Extract interface: taken a view classes with a common interface, move the common functions into an interface class (for C++ this would be an abstract base class) and derive the designated functions as abstract
Better extract method: mark a section of code and have the ide write a function that executes that code, constructing the correct parameters and return values
Know the type of each of the symbols that you are working with so that not only command completion can be correct for derived values e.g. symbol->... but also only offer functions that return the type that can be used in the current expression e.g. for
UiButton button = window->...
At the ... only insert functions that actually return a UiButton.
A tool all on it's own: Naming Conventions.
Intelligent Intellisense/Code Completion even for template-heavy code.
When you're inside a function template, of course the compiler can't say anything for sure about the template parameter (at least not without Concepts), but it should be able to make a lot of guesses and estimates.

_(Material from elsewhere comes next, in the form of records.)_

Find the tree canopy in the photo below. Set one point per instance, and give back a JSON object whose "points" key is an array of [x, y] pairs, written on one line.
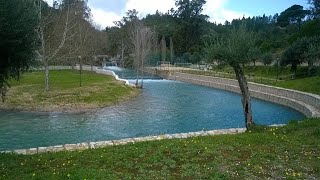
{"points": [[18, 39]]}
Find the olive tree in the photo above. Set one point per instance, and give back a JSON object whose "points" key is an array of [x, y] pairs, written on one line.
{"points": [[233, 50]]}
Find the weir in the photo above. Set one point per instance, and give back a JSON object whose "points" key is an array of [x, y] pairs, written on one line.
{"points": [[163, 107]]}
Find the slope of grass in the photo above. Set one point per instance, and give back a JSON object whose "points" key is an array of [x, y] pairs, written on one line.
{"points": [[307, 84], [65, 92], [311, 84], [291, 152]]}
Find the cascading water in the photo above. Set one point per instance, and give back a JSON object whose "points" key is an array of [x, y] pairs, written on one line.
{"points": [[163, 107]]}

Depending on how the type is used in the function, it should be able to narrow the possible types down, in effect a kind of conservative ad-hoc Concepts. If one line in the function calls .Foo() on a template type, obviously a Foo member method must exist, and Intellisense should suggest it in the rest of the function as well.
It could even look at where the function is invoked from, and use that to determine at least one valid template parameter type, and simply offer Intellisense inside the function based on that.
If the function is called with a int as a template parameter, then obviously, use of int must be valid, and so the IDE could use that as a "sample type" inside the function and offer Intellisense suggestions based on that.
JavaScript just got Intellisense support in VS, which had to overcome a lot of similar problems, so it can be done. Of course, with C++'s level of complexity, it'd be a ridiculous amount of work. But it'd be a nice feature.